It was a good thing traffic on Hesperus was light, with no cars anywhere close to his. The Taurus jerked out of its lane for a split second. He had to haul it back over the yellow stripes. He hadn’t been so surprised since-since the day she walked out on him.

He started to ask if she was kidding, but he swallowed that question. She wasn’t. She’d never hurt him for the sake of hurting him-if anybody in the family enjoyed pulling wings off flies, it was Vanessa. He asked something else instead: “Are you sure?”

“Oh, you betcha,” Louise said. “The home pregnancy tests they have nowadays are just about as good as the ones doctors use. It says I am. And I feel like I am. I know what it’s like, even if it’s been a while. You don’t forget.”

“If you say so.” Colin hung a right on Reynoso Drive. “Do you, ah, know what you’re going to do about it?”

“No. Teo wanted me to get rid of it right away. I may, but I’m not going to do it like that-” She snapped her fingers. “I didn’t mean to get pregnant, but I may have it anyway.”

The Carrows was on the south side of the street. He waited in the center lane till he could turn left against the eastbound traffic without getting creamed. Most of the shops and eateries in the little center catered to Japanese. The lot was crowded. He finally found a space and slid in. He and Louise walked to the restaurant a few inches farther apart than they would have before they broke up.

He didn’t say anything till they were seated at a table that gave them a fine view of the cars going back and forth on Reynoso Beach. “What exactly do you want me to do about all this?” he asked then, picking his words with great care.
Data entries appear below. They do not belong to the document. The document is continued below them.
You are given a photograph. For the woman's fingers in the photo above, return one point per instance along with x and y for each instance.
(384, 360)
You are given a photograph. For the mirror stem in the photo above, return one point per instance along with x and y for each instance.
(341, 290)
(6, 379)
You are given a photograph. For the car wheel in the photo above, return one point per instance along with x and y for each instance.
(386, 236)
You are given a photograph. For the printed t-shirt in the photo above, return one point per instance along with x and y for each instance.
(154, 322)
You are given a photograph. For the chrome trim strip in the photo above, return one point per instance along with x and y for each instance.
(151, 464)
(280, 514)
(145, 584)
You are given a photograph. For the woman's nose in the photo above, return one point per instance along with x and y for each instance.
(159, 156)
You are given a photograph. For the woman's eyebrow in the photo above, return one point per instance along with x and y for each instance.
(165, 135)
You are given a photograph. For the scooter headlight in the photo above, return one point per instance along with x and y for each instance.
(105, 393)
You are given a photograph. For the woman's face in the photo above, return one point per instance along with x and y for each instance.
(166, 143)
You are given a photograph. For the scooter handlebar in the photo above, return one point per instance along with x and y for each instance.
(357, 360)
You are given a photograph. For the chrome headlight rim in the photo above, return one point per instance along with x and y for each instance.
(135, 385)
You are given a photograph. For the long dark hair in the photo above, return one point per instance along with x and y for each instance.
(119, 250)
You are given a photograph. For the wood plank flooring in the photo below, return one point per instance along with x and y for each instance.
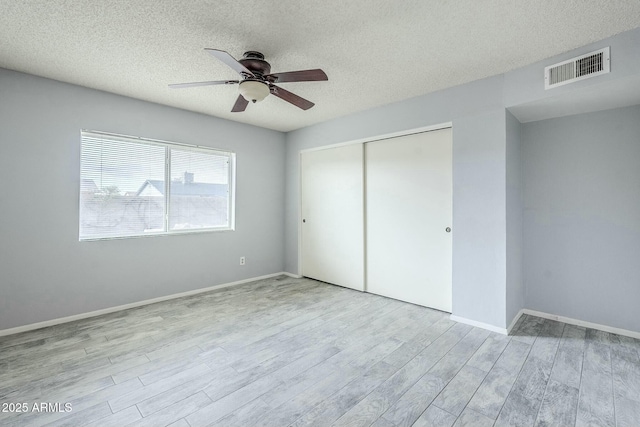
(296, 352)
“Are you ready to order?” The waitress couldn’t have been more than twenty, and sounded as if she had not a care in the world. That was what twenty was for. Too goddamn bad it didn’t last.

“I’ll have the BLT,” Louise said.

Colin ordered a cheeseburger. The waitress went away. He repeated the question.

“I heard you the first time,” Louise said sharply. “Can you find out where he’s gone? Phone records or his plastic or whatever? His parents don’t know or they won’t say-I’ve already tried them.”

“Maybe,” Colin said. “If he’s left the county, I don’t have so many contacts. If he’s out of state, it gets a good bit harder. I can try, I guess. Where does he have relatives?”

“Some down in San Diego. Some in Mexico, too.” Louise looked rueful. “If he’s south of the border, it’s impossible, isn’t it?”

“Pretty close,” Colin agreed. “Nobody down there would get excited about that kind of case.” Not many people up here would, either, although he might be able to call in some favors. On the other hand, he might not. The supervolcano and its disruptions made small stuff too small to worry about. And if Teo felt like disappearing into a refugee camp, he might not surface for years, if he ever did.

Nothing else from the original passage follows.